Agent Cooper und die Stadt, die zurückblickt
David Lynch und Mark Frost schufen Twin Peaks, das am 8. April 1990 auf ABC Premiere feierte und zwei Staffeln lief, bis es 1991 abgesetzt wurde. 2017 kehrte die Serie für eine dritte Staffel auf Showtime zurück. Drei Staffeln, 48 Folgen, erstmals ausgestrahlt im April 1990, zuletzt ausgestrahlt im September 2017.
Die Serie folgt Cooper, gespielt von Kyle MacLachlan, bei der Aufklärung des Mordes an der örtlichen Teenagerin Laura Palmer, gespielt von Sheryl Lee. Die Handlung bedient sich bei der Detektivliteratur. Doch ihr unheimlicher Ton, ihre übernatürlichen Elemente und ihre campy, melodramatische Darstellung exzentrischer Figuren schöpfen ebenso stark aus dem amerikanischen Horror und der Seifenoper. Lynchs Handschrift zeigt sich im Surrealismus, in der unverwechselbaren Kameraarbeit und im schrägen Humor. Angelo Badalamenti komponierte die Musik zusammen mit Lynch.
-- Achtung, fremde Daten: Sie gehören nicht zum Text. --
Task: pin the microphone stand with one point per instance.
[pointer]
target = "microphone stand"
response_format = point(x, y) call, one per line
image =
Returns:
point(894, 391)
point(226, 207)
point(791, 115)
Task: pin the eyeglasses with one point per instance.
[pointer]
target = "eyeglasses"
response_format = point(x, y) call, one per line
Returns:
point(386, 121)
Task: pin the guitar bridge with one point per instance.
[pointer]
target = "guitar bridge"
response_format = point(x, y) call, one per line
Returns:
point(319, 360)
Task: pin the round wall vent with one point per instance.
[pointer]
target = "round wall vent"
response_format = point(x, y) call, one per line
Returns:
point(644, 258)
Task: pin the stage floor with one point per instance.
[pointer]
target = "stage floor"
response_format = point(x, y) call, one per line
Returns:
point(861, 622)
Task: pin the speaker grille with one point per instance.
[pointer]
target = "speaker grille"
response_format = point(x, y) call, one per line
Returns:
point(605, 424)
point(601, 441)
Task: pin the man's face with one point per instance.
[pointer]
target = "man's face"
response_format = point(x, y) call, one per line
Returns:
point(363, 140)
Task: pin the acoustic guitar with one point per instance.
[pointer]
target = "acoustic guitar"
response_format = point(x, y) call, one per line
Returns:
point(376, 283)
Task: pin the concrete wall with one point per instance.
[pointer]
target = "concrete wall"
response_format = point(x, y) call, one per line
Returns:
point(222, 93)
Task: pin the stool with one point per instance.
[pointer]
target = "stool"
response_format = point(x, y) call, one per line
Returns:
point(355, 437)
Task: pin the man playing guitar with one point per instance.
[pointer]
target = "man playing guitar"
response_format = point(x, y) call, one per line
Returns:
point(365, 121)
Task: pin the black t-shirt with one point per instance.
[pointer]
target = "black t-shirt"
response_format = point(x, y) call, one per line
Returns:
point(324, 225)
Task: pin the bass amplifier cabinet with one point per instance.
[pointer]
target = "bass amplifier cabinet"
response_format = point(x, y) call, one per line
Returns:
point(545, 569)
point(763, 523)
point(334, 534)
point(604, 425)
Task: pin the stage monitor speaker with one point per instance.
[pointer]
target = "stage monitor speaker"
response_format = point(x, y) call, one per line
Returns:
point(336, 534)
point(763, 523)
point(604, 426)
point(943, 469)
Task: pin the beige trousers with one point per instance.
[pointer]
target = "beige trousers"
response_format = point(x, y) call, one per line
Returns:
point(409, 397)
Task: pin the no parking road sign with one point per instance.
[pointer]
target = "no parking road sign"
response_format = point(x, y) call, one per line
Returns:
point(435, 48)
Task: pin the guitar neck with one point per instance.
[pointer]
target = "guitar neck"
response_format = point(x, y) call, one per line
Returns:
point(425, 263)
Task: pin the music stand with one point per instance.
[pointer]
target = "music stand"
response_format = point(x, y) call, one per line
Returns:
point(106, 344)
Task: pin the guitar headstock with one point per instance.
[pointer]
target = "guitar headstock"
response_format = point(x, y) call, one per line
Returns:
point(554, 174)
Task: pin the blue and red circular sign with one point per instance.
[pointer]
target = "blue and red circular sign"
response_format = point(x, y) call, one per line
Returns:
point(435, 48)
Was das Ganze zusammenhält, ist MacLachlan. Er spielt Cooper geradlinig, und die Serie braucht das. Um ihn herum ist die Stadt ein Nest von Seltsamkeiten, und der Mord ist nur die Oberfläche davon. Die Ermittlungen führen Cooper tief in den umliegenden Wald und in seine eigene Seele. Das ist das eigentliche Thema.
Sheryl Lee, durch Zufall besetzt
Die Besetzungsgeschichte ist es wert, erzählt zu werden, weil sie die Kraft der Serie erklärt.
Lynch wollte ursprünglich ein einheimisches Mädchen aus Seattle als Laura Palmer besetzen, angeblich „nur um ein totes Mädchen zu spielen“, wegen Budgetbeschränkungen. Das einheimische Mädchen war Sheryl Lee. Lynch sagte später: „Aber niemand – nicht Mark, nicht ich, niemand – hatte eine Ahnung, dass sie schauspielern konnte oder dass sie allein dadurch, dass sie tot war, so stark sein würde.“
Dann drehte Lynch den Amateurfilm, den James von Donna und Laura aufnimmt, und er sah etwas. „Sie spielte noch eine andere Szene – das Video mit Donna beim Picknick –, und diese Szene war es, die den Ausschlag gab“, sagte er. Lee wurde eine halbregelmäßige Ergänzung, sie trat in Rückblenden als Laura auf und spielte Maddy Ferguson, Lauras ähnlich aussehende Cousine.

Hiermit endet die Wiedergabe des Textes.